Tem um mar de coisas para falar de Banana Fish para te convencer a correr para a Amazon Prime Video e assistir, mas vou me focar em apenas algumas.

Para começar: Banana Fish é uma série de ação. Tem briga de gangue, tem polícia, cadeia, máfia, incêndio, sequestro, reviravoltas. A sexualidade fica em segundo plano principalmente se você não prestar atenção nela. Agora, se você quiser prestar atenção, ótimo: são personagens complexos, portanto é bom ver retratos ficcionais de gente com sexualidade ambígua mas que ao mesmo tempo vivem histórias que não giram só em torno disso.
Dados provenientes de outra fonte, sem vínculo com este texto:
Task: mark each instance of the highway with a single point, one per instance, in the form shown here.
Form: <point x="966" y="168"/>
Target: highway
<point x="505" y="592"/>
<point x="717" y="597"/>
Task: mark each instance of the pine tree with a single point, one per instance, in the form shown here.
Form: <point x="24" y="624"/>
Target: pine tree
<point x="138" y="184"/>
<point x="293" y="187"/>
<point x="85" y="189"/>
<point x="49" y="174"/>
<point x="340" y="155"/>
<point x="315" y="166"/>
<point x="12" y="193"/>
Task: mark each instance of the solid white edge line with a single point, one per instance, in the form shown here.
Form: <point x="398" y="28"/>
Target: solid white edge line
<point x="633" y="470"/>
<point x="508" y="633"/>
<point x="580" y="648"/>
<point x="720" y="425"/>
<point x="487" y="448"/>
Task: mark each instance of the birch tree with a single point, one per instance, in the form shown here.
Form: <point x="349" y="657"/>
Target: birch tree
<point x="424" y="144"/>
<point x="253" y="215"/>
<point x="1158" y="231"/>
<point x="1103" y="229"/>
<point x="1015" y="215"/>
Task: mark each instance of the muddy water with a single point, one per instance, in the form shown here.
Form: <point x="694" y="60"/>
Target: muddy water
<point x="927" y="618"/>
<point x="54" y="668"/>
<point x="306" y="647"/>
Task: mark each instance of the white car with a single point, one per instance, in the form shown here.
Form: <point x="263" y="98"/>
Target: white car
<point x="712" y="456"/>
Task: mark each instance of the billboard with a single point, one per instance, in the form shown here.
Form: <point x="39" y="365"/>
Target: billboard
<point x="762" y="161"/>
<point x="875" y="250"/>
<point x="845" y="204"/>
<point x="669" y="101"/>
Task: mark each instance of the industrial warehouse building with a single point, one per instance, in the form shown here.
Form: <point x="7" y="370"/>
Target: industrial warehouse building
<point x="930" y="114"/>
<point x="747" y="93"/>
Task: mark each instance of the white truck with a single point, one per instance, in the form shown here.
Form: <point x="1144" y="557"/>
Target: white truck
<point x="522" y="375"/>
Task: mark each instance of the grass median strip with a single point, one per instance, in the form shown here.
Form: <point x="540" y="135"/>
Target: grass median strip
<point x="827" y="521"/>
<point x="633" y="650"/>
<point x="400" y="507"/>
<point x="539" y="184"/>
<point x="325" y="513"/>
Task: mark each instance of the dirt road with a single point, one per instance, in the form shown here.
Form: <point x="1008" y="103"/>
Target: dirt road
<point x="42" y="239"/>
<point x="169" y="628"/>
Yut-Lung Lee é um bom exemplo: não fica claro se o personagem é crossdresser ou uma mulher trans. Mas fica claro uma coisa: você não gostaria de ter essa pessoa como sua inimiga…

Outra coisa é a inspiração na literatura, não só em Salinger. Todos os capítulos possuem títulos retirados de obras importantes da literatura, e nessa entram F. Scott Fitzgerald, Ernest Hemingway e outros.

Não fica por aí: o tema da prostituição masculina e a semelhança entre Ash e River Phoenix, por exemplo, remetem ao longa Garotos de Programa (1991) de Gus Van Sant, um clássico queer. A culminação da guerra de gangues no metrô de NY em direção a Coney Island nos lembra Warriors - Os Selvagens da Noite (1979).
Provavelmente deve ter mais filme que inspirou Yoshida e eu não pesquei. Sei que o personagem Max sai do físico de Harrison Ford e Eiji replica o físico de Hironobu Nomura, um aidoru bem fofito.

E como nada é perfeito, um defeito: a música de abertura. Emocore dos ruins.